Автор книги: Ольга Смирницкая
Жанр: Прочая образовательная литература, Наука и Образование
сообщить о неприемлемом содержимом
Текущая страница: 8 (всего у книги 11 страниц)
2. Квидухатт как стихотворная форма
Сам термин «квидухатт» (kviðuháttr) – в значительной степени создание современных филологов. Как название определенной стихотворной формы он встречается в стихотворном перечне размеров Оркнейского ярла Рёгнвальда (так наз. Háttalykill – «Ключ размеров», сер. XII в.). Две строфы, сочиненные Рёгнвальдом в качестве образца этой формы, сохранились лишь во фрагментарном виде.

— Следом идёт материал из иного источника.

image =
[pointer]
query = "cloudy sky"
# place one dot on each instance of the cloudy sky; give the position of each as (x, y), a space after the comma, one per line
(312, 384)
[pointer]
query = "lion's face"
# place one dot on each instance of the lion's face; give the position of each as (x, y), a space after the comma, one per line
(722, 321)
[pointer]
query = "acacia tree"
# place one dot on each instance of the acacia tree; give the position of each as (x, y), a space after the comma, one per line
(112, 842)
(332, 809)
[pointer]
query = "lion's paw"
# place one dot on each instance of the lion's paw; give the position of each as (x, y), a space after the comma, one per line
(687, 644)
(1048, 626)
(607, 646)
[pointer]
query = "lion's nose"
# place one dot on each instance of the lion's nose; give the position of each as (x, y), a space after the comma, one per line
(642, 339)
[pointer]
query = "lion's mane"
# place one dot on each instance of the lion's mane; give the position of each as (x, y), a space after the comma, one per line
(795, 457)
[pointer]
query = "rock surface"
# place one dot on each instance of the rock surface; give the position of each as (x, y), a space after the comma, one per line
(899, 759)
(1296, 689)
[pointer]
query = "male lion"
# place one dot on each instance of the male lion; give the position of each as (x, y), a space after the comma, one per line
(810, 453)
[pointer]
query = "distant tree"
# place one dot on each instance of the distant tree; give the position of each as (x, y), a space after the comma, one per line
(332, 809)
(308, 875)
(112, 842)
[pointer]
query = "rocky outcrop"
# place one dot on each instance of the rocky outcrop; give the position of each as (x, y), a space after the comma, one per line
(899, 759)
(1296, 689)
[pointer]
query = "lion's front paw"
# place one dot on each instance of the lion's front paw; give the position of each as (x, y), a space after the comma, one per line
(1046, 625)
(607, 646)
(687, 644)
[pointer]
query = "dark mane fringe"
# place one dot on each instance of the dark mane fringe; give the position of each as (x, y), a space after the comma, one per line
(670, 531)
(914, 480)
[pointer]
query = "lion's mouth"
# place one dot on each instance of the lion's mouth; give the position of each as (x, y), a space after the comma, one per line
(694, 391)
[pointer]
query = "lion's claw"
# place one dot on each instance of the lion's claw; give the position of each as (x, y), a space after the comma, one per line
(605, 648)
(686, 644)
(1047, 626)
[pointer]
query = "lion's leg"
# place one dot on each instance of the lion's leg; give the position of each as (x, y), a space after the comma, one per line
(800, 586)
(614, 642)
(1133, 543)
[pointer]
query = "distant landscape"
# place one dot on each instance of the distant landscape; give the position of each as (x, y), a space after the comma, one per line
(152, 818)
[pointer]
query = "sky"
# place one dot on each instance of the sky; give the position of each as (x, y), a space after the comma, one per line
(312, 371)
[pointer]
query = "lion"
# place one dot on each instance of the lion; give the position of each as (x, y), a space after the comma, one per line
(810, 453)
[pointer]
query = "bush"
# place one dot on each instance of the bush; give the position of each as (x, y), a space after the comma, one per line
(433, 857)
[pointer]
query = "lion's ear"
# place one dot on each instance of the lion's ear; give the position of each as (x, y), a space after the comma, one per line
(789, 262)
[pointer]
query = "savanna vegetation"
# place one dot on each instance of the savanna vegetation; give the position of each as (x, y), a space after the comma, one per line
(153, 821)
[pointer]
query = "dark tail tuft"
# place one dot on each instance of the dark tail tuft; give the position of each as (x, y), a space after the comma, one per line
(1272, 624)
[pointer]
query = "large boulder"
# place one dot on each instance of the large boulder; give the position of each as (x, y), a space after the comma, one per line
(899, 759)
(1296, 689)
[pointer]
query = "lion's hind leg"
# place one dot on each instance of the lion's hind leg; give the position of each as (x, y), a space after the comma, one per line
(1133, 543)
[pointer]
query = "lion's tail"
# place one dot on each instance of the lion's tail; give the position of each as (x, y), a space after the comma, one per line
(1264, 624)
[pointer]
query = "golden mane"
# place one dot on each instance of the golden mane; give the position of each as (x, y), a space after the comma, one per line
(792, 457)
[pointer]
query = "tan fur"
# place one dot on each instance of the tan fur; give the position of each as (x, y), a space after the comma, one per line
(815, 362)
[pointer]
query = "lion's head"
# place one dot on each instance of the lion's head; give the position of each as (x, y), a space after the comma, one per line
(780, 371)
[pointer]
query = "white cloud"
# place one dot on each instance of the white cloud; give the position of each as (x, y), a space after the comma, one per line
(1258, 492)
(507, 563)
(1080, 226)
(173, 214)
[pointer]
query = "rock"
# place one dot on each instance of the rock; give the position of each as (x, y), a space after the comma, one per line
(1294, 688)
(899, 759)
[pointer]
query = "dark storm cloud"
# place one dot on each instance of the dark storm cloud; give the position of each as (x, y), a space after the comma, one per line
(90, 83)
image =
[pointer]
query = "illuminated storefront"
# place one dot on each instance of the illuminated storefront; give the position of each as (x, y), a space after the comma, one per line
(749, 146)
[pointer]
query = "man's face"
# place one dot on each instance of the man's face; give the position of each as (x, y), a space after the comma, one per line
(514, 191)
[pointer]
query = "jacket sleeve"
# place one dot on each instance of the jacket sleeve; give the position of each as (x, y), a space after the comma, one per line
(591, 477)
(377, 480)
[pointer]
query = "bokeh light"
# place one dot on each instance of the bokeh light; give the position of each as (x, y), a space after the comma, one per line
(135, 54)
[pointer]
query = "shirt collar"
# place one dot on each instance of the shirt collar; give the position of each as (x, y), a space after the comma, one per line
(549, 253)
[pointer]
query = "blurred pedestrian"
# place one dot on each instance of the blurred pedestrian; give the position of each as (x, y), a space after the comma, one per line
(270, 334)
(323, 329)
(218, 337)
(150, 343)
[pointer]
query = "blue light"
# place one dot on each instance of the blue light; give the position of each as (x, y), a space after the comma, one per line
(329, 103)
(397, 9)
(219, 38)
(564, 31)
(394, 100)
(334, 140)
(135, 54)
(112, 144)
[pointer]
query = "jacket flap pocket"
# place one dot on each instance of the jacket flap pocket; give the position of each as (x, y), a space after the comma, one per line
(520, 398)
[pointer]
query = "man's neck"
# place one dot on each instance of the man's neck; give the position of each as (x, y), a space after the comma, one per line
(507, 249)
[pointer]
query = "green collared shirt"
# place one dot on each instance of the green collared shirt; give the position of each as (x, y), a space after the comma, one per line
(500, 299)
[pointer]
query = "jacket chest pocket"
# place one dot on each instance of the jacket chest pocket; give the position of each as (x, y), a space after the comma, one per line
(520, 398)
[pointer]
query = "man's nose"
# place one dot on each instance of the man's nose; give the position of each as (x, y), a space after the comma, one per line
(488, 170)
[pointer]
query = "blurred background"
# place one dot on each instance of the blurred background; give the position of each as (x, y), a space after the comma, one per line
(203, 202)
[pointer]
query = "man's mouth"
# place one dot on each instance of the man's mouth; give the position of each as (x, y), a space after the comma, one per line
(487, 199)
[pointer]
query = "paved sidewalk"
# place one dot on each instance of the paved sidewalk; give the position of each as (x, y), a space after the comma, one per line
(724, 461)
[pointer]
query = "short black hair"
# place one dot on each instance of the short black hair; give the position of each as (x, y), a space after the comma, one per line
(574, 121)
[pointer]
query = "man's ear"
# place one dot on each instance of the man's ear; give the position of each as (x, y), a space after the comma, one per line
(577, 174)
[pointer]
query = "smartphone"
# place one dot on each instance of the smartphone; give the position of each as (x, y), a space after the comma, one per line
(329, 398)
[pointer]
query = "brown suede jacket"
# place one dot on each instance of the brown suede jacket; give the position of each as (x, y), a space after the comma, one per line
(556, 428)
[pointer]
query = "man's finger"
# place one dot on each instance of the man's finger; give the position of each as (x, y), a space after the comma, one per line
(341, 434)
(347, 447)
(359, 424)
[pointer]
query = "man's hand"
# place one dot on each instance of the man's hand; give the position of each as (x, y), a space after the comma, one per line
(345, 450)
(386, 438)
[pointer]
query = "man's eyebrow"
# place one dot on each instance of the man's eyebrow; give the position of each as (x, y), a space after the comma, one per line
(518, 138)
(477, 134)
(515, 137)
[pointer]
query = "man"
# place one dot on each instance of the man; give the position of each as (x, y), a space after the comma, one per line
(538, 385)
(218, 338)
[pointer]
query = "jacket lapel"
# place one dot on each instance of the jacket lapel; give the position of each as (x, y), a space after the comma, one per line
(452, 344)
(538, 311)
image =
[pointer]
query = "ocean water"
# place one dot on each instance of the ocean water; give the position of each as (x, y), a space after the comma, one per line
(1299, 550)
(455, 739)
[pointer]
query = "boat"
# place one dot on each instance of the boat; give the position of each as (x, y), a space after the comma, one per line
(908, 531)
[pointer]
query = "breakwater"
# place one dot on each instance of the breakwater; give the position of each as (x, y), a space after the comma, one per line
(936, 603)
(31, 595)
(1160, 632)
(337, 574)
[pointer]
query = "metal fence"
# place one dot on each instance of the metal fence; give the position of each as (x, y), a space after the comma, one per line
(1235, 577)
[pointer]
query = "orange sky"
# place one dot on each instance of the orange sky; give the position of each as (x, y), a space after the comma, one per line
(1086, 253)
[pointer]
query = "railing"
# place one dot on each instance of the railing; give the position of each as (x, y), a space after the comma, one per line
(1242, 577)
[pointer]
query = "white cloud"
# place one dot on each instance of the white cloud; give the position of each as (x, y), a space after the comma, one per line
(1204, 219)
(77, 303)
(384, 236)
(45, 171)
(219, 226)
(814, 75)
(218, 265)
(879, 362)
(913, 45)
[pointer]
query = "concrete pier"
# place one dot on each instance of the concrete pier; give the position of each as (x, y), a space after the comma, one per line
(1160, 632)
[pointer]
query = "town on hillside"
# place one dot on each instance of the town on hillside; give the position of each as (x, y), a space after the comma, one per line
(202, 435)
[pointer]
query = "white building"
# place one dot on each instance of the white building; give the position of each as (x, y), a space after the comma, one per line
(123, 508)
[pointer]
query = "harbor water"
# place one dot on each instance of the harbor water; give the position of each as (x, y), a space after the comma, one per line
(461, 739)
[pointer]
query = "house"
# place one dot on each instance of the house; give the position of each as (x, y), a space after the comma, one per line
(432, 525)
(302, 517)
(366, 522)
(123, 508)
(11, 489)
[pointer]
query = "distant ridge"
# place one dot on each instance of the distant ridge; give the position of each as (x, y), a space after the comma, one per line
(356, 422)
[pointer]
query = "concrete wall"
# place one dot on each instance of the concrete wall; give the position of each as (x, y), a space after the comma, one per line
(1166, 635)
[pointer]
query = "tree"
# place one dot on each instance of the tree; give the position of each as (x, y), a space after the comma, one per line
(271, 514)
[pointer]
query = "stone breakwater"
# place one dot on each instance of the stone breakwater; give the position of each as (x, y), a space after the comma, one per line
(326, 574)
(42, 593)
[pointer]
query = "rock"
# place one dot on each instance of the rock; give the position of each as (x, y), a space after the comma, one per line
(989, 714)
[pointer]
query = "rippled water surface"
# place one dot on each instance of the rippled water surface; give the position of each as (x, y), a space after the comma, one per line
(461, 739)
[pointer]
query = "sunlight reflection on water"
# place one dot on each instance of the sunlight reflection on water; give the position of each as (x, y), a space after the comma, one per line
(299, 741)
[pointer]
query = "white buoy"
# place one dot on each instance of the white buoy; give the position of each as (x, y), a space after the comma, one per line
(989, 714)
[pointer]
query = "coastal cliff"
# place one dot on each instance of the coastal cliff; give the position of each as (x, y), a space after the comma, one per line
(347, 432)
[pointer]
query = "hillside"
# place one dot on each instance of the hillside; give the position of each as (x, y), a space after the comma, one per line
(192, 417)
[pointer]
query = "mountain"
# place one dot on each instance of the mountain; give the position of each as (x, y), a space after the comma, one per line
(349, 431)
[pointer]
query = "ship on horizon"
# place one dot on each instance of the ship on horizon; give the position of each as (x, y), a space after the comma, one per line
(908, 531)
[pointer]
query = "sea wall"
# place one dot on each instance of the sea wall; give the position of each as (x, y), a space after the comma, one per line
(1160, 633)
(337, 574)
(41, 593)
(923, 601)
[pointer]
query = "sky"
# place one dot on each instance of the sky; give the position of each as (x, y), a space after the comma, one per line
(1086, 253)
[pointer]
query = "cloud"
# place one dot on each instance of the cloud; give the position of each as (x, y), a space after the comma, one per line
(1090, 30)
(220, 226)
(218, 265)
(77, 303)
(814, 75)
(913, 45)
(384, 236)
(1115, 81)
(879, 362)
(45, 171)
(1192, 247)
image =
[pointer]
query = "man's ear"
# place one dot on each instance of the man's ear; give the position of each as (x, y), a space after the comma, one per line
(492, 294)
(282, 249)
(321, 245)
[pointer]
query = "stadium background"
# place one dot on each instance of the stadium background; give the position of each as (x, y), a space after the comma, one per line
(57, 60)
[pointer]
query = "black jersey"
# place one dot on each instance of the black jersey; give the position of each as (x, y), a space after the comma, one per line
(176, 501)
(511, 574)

Насколько можно судить по уцелевшим фрагментам (Skj I, 488), строфы, обозначенные как квидухатт, содержат восемь строк и членятся на полустрофы – хельминги, т. е. не отличаются в этом отношении от других скальдических размеров. Это в своей основе слогосчитающий размер, в котором чередуются трехсложные (нечетные) и четырехсложные (четные) строки. Однако в одной из четырех сохранившихся нечетных строк не три (как, например, в строке 2b.6. heiðar hvals «кита пустоши»), а четыре слога: 2b.5. blés of vísa «изрыгал (яд) на князя». Тем самым она не отличается от четных строк, таких, например, как 2b.4. skreið at vatni «уполз к воде». Схему всех четных строк в квидухатте Рёгнвальда можно понять как А-стих эпического стиха (форнюрдислага) с односложными спадами. В четных строках других стихов, относимых к квидухатту, находят и иные эддические схемы, урегулированные на силлабической основе; ср. в «Утрате сыновей»: 4.2. á enda stendr (В-стих), 6.6. ok opit standa (С-стих); в «Перечне Инглингов»: 1.8. of viða skyldi (С-стих), 4.12. glymjandi beit (E-стих). Трехсложные (нечетные) строки, соответственно, трактуются как усеченные эддические схемы. Например, строка «Перечня Инглингов» 2.1. En dagskjarr трактуется как С-стих с усеченным конечным спадом. Не остается незамеченной и бóльшая «естественность» схем квидухатта сравнительно с дротткветтными, т. е. их тесная связь с фразовым ритмом языка и отсюда – с метрическими рангами отдельных разрядов слов. В целом квидухатт определяют как размер, переходный между эддической и скальдической метрикой.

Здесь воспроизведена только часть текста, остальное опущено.